I was a little curious as to what are the real benefits of OCing a machine. Is there a huge difference in before and after performance for things like games and programs? I always see people like to OC their gaming machines, but I've never really thought it to be worthwhile. If you guys have any examples please list them because I'm interested in whether or not I should OC my next PC, which I'm thinking of building in the next few months.


----------



## UserU (Dec 24, 2007)

Well, all I can say that overclocking has it's own pros and cons. The benefits are improved PC performance, which saves money from buying a new PC. A user can also overclock a Pentium4 into beating the performance made by a Core2Duo. However, doing this will heat up the PC components, shortening the lives and thus, killing them over time (manufacturers will not accept a warranty over damaged overclocked components). Also, overclocking can be very dangerous for inexperienced users; set the voltage and multiplier more than the processor can handle and this will lead to burning chips. If you plan to give it a shot, change the settings little by little to avoid a fiery ending.


----------



## Luda (Aug 16, 2008)

if done correctly and with the correct cooling upgrades overclocking can provide 'free' performance. i've pulled off a 50% boost in system speed, for about 90$ in upgraded cooling, so my 500$ machine is performing like a 1000-1200$ machine.


----------



## Aus_Karlos (Mar 10, 2007)

I buy high-end parts and see how far i can push them.
The most common reason why anyone wants to overclock is to mainly get their games fps just that little higher or stable at the games max settings.
Overclocking differs on different systems (Even identical ones as no 2 hardware components are the same) you may see a drastic performance or a very slight one.
With my system on stock clock i could play Crysis on Veryhigh at about 18-30fps (1600x1280, No AA). But since ive overclocked i get now somewhere between 30-50fps.
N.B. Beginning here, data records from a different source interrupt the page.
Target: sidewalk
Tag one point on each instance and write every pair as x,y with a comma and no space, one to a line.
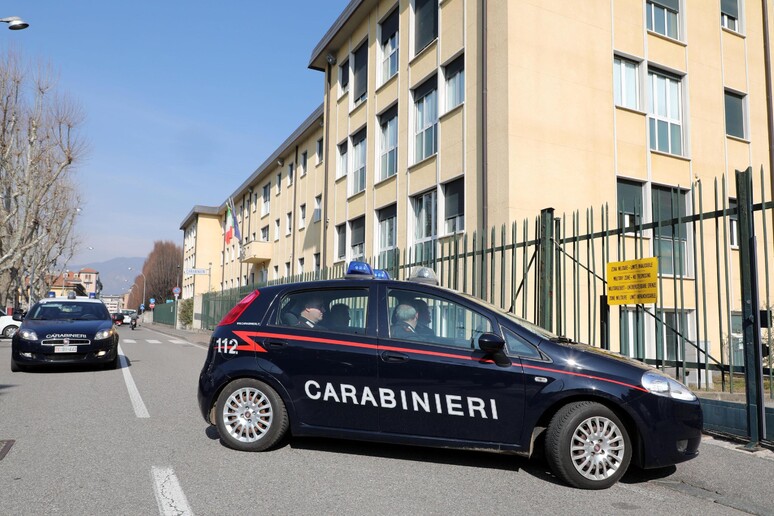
196,336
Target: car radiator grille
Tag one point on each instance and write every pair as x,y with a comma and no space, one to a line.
65,342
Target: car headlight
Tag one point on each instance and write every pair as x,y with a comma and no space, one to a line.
103,334
28,334
662,385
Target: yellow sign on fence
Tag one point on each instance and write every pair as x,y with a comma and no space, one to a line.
632,282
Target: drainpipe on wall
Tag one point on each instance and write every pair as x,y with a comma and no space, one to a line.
484,108
769,107
326,160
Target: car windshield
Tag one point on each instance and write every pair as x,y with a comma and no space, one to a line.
68,311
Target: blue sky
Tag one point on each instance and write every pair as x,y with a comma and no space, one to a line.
183,100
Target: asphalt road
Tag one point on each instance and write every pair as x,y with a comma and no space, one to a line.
131,441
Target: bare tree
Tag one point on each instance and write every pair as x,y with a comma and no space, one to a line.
39,149
162,271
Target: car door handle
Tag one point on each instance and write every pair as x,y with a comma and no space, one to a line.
389,356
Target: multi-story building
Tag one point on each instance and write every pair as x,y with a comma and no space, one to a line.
442,117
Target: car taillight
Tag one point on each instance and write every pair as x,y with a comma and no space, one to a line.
240,307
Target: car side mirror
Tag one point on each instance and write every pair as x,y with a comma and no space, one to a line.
491,343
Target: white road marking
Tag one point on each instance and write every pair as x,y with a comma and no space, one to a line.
134,394
169,494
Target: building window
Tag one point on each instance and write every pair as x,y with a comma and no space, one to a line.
386,218
426,123
455,83
629,198
665,113
729,14
341,169
454,197
341,241
671,239
358,162
357,239
389,46
662,17
625,83
360,74
317,208
388,144
266,193
424,226
344,77
425,23
734,114
733,223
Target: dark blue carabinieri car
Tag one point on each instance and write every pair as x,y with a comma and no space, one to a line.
410,362
65,331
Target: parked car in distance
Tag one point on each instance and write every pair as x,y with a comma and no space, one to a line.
8,326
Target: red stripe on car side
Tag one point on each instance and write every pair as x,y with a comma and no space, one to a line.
254,346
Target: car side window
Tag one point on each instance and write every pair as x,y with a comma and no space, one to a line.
519,346
333,310
434,319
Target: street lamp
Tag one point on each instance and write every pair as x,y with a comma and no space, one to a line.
15,23
144,281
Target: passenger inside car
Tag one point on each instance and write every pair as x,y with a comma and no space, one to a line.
337,318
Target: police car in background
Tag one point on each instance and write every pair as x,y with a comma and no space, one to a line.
65,331
418,364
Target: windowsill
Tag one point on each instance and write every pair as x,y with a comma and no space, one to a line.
632,110
430,46
738,139
423,161
668,155
667,38
358,194
733,32
387,82
386,179
358,106
448,113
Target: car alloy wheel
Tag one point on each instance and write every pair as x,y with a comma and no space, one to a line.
250,415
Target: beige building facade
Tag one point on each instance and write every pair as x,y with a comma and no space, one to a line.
443,117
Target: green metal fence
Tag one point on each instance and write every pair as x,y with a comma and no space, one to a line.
164,313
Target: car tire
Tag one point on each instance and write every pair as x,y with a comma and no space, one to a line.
588,446
9,331
250,415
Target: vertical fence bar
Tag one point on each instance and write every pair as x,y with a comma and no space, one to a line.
719,289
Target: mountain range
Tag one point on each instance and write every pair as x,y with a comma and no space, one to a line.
115,275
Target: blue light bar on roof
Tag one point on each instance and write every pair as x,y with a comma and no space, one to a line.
359,270
381,274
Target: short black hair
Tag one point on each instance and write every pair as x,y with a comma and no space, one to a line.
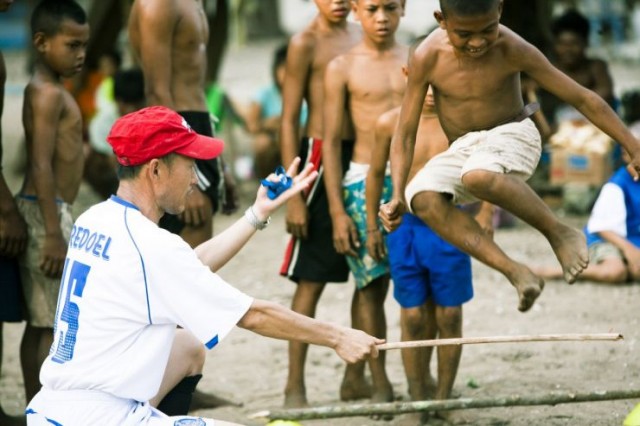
631,106
132,172
128,86
571,21
49,14
467,7
279,58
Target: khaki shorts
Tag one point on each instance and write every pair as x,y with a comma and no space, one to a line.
40,291
512,148
600,251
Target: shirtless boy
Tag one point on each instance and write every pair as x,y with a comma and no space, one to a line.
169,38
474,66
53,131
431,278
365,80
310,259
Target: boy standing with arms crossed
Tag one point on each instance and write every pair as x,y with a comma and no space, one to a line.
310,259
53,130
366,81
431,278
474,66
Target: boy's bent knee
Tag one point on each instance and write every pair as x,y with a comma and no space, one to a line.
480,181
428,204
449,318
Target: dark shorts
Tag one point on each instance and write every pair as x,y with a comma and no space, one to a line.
11,302
315,258
209,171
424,266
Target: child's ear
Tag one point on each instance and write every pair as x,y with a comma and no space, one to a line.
439,18
40,41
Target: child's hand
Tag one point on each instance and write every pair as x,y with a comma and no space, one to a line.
54,253
375,244
264,206
391,214
345,235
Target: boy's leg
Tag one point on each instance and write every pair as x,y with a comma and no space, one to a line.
449,320
305,300
369,312
34,349
514,195
418,323
461,230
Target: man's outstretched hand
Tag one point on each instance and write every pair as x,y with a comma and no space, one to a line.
391,214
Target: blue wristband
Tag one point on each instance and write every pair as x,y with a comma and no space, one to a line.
275,188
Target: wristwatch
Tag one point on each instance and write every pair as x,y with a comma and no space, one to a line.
254,221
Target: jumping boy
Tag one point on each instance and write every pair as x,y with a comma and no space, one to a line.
53,131
431,278
474,66
310,259
378,57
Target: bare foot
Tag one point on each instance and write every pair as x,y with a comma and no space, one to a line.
295,399
551,272
351,390
201,400
570,247
529,287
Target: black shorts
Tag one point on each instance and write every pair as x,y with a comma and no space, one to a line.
315,259
11,300
209,171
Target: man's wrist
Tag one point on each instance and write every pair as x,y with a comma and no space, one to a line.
255,221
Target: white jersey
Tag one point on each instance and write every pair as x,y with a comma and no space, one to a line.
126,284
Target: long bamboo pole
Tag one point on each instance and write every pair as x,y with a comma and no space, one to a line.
501,339
352,410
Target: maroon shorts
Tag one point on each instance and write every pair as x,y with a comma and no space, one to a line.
315,258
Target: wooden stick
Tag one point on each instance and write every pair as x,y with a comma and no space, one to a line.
500,339
351,410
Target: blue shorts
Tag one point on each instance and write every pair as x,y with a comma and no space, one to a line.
424,266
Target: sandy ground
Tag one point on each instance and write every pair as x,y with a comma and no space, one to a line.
252,369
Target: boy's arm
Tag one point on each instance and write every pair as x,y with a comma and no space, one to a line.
375,180
404,138
298,67
157,21
345,235
47,102
13,233
590,104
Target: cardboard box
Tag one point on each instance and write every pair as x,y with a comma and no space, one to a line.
573,166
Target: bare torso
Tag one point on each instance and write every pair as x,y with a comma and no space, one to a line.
67,159
187,52
375,84
327,45
472,93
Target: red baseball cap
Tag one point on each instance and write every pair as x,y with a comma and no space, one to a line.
156,131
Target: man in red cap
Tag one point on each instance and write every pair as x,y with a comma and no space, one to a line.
127,284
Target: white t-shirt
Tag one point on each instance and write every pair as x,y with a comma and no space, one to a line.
125,286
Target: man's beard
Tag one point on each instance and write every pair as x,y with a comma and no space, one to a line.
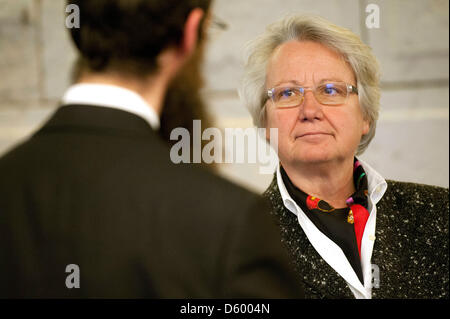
183,102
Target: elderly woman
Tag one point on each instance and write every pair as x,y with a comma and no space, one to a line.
350,232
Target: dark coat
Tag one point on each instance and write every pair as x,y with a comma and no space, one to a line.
411,246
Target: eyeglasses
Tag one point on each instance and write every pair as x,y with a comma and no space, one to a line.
328,93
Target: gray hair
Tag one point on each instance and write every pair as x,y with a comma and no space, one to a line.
312,28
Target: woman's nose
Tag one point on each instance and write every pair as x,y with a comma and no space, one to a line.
310,109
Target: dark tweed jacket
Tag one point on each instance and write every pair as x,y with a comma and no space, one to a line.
411,246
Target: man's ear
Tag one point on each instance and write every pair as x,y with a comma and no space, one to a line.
191,30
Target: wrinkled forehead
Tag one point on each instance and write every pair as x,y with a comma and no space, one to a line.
306,63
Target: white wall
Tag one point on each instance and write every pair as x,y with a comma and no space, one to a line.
412,45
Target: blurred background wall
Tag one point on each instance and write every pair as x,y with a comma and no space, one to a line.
411,43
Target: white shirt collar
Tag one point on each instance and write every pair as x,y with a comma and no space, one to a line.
331,252
376,186
111,96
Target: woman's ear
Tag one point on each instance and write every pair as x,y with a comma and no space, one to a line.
366,127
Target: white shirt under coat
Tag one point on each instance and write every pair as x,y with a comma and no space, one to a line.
116,97
328,249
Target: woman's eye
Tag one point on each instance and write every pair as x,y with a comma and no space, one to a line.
286,93
331,89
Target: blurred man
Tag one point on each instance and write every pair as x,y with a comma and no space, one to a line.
92,206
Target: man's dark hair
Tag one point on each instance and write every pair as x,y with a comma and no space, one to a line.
126,36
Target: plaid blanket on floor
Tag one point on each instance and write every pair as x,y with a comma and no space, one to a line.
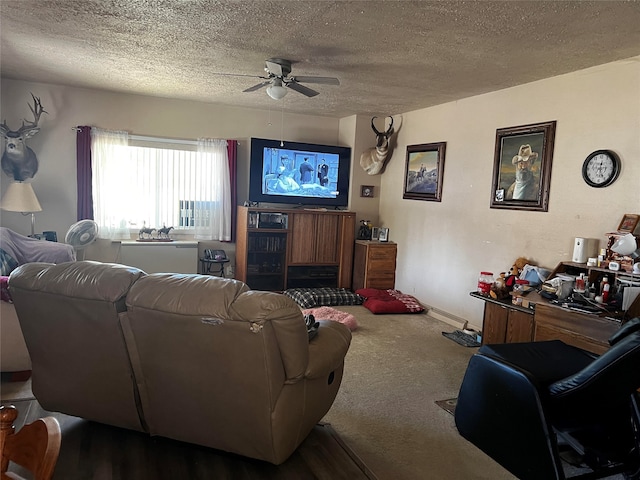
312,297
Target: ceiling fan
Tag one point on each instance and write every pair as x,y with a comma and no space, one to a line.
279,79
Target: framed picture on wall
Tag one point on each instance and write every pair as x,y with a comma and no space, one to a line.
423,171
628,223
522,167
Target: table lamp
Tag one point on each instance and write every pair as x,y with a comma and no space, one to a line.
627,245
20,197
There are a few downsides.
1) About 20c increase in CPU temp at max load. (Compared to stock clock)
2) Excess Case heat (needed more fans)
3) Some instability if i haven't got the OC just right
4) Hardware burn out (If you increase the clocks too much or too fast) 
5) GPU runs at about 80+ with the fan at 80%(but still acceptable with the 9800GX2 cards)


----------



## Kalim (Nov 24, 2006)

On the desktop, main performance increase is for video/audio encoding/decoding, rendering, large image editing, compression/decompression, encryption/decryption, modeling and gaming. Not much else. If you have needs for more power in these departements then overclocking is usually worthwhile with a good platform.


----------